Travma, kişinin fiziksel ve zihinsel açıdan yaşadığı olumsuz durumların etkilerinin devam etmesi sonucu iyilik halinin bozulmasıdır. Yaşanan deprem sonrasında duygu durumda bozukluk yaşanması psikolojik olarak travmalara sebep olmaktadır. İnsan psikolojisinde şok yaşama, panik, endişe, korku, öfke duyma ve üzüntü gibi etkileri bulunmaktadır. Deprem yaşadıktan sonra travmaların etkileri şunlardır:
● Olayları hatırlamakta güçlük çekmek
● Olayın tekrarlanmasından endişe duymak
● Şok, korku, panik, üzüntü, öfke duygularının yoğun şekilde hissetmek
● Her uyaran karşı hassasiyet duymak
● Yalnız kalma korkusuna kapılmak
● Sürekli olarak tedbirde kalma ihtiyacı hissetmek
● Odaklanmada güçlük yaşamak
● İştahsız, huzursuz, sinirli olma belirtileri göstermek
● Uyku bozukluğu yaşamak
Yaşanan travmaların üstesinden nasıl gelinebilir?

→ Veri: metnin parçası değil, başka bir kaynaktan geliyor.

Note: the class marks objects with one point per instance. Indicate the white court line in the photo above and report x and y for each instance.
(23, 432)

● Kişinin duygularını bastırmasına sebep olacak yorumlardan uzak durulması gerekmektedir.
● Duyguların rahatça dile getirilmesine izin verilmelidir.
● Kişi yapmak istemediği davranışlar için zorlanmamalıdır.
● Kişinin zihinsel ve fiziksel olarak güvende olduğunu hissedeceği bir ortam hazırlanmalıdır.
● Sigara, çay, kahve gibi içeceklerin sinir sistemi ajite etmesinden dolayı tüketimini azaltılmalıdır.
● Günlük olarak yaşamı düzenleyecek plan oluşturulması gereklidir.
İnsanların afet sonrasında oluşan travmalar için belli bir standart yoktur. Bireyin psikolojik durumuna, yaşam koşullarına ve uygulanabilirlik düzeyine bakarak en uygun yöntem belirlenmelidir. Kişi iyileşme sürecine başlamadan önce çok zor bir dönemden geçtiğini bilincinde olmalıdır.